Par Alex MorelPompes à chaleurChauffage bois & granulés· Révisé par Marc Lefèvre· Mis à jour le 13 août 2026· 12 min de lecture
La chaudière gaz à condensation en bref
  • Appareil seul : 1 050 à 2 000 € pour le cœur du marché, jusqu'à 3 550 € en premium
  • Posée : 2 000 à 5 000 € TTC pour un remplacement mural classique
  • Plus aucune aide à l'achat : MaPrimeRénov' a exclu le gaz au 1er janvier 2025
  • Depuis le 1er septembre 2026, conserver le gaz bloque la rénovation d'ampleur
  • Les fourchettes publiées ailleurs sont deux à cinq fois trop hautes

Il existe peu de sujets où les prix publiés s’écartent autant du marché réel. Sur la première page de Google, on vous annonce 3 000 à 7 000 €, 3 500 à 9 000 €, et même 3 000 à 15 000 €. Pendant ce temps, une Vaillant à condensation complète se vend 1 070 € et une Saunier Duval murale 1 900 € chez des distributeurs français.

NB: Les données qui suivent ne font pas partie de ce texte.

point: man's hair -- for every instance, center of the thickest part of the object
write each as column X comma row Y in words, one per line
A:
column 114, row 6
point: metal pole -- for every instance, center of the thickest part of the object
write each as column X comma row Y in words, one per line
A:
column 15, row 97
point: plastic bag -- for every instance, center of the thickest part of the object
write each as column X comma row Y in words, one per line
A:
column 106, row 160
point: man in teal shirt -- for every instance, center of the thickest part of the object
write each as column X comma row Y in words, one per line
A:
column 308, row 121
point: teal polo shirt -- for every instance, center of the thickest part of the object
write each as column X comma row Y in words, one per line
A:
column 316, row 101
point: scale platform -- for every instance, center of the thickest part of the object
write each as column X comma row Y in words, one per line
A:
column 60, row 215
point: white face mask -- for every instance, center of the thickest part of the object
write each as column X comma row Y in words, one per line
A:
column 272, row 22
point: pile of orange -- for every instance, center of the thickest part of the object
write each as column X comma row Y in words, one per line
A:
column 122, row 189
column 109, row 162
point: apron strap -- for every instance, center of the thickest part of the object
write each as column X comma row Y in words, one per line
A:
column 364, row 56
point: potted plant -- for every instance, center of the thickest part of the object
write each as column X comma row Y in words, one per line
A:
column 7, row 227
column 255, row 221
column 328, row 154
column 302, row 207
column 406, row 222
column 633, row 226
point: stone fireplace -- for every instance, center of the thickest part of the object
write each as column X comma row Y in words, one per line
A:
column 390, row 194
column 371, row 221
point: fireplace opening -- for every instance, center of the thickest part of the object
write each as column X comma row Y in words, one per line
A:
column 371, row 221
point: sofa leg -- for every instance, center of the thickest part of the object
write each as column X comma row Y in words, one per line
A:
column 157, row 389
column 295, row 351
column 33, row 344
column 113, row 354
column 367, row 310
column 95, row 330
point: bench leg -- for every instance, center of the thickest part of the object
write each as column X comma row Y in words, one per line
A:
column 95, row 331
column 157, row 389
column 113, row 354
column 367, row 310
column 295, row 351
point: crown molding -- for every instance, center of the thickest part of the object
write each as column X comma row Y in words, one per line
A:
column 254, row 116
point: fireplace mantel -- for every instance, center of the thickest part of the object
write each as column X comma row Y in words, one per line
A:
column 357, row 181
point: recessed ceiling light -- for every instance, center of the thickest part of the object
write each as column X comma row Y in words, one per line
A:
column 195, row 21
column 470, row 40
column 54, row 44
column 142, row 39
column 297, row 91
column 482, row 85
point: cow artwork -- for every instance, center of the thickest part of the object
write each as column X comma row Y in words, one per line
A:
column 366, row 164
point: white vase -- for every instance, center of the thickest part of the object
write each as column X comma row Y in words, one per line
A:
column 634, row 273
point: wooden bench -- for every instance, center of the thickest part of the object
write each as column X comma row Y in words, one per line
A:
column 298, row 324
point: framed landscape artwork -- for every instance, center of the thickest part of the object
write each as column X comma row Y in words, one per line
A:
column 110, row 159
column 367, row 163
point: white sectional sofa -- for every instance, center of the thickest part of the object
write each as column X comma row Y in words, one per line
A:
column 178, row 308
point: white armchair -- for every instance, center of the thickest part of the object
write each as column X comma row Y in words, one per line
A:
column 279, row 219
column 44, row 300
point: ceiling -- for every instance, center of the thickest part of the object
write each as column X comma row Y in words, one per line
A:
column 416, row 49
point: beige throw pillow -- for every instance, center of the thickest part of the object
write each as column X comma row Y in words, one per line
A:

Voici les chiffres réels, et la question de fond que ces pages évitent : faut-il encore acheter du gaz en 2026 ?

Prix réels contre prix annoncés

Ce que coûte vraiment l’appareil

Tarifs de vente relevés en août 2026 chez des distributeurs français.

Prix d'achat constatés (août 2026)

ModèleDistributeurPrix
Chappée Accea muraleRedbrain1 049,99 €
Vaillant Ecotec Pure VMW 246/7-2 (kit fumées inclus)ClimaVantage1 070,06 €
ELM Leblanc Oxylis iCondens 24 kWLeroy Merlin1 299,00 €
Naema 3 MicroShoparize1 315,88 €
De Dietrich MCR2 30 MI 20 kWLeroy Merlin1 680,90 €
Saunier Duval ThemaPlus CondensLeroy Merlin1 900,00 €
Saunier Duval ThemaFast CondensLeroy Merlin1 995,00 €
Saunier Duval ISOTWIN Condens 42 L (accumulation)idealo2 849,26 €
Frisquet Hydromotrix Visio 25 kWidealo3 548,58 €

Le cœur du marché est donc 1 300 à 2 000 €, pas 3 500 à 9 000 €. Les modèles à accumulation intégrée (ballon d’eau chaude dans la chaudière) et les marques premium montent à 2 800 à 3 550 €, et c’est le haut réel du mural.

D’où viennent les fourchettes gonflées

Ce que publient les principaux acteurs

SourcePrix annoncé
ENGIE480 – 4 500 €
Saunier Duval1 500 – 5 000 € (achat) + 800 – 2 000 € (pose)
IZI by EDF2 100 – 5 600 € (hors pose)
De Dietrichà partir de 2 600 €
LaPrimeEnergie3 000 – 7 000 €
Quelle Énergie3 500 – 9 000 €
Calculeo3 000 – 15 000 €

Les hauts de fourchette ne sont pas inventés, ils décrivent autre chose : chaudières au sol de forte puissance, modèles à accumulation, ou prix posé tout compris dans une configuration difficile. Le problème est qu’ils sont présentés comme le prix d’une chaudière murale de remplacement, ce qu’ils ne sont pas.

Le budget complet, posé

Remplacement d'une chaudière murale, budget réaliste

PostePrixRemarque
Chaudière murale à condensation1 300 – 2 000 €20 à 25 kW, cœur du marché
Dépose et évacuation de l'ancienne150 – 300 €Souvent incluse dans le forfait
Pose, raccordements, mise en service800 – 2 000 €Selon reprise hydraulique et gaz
Évacuation des condensats100 – 300 €Si aucune évacuation à proximité
Tubage du conduit800 – 2 000 €Fréquent en conduit maçonné ancien
Total courant2 000 – 5 000 €TVA réduite en logement de plus de 2 ans

Pour une maison de 100 m² correctement isolée, une murale de 20 à 25 kW suffit : 2 500 à 4 000 € posée. Ne vous laissez pas vendre 35 kW « pour être tranquille » : une chaudière surdimensionnée enchaîne les cycles courts, condense moins bien et s’use plus vite.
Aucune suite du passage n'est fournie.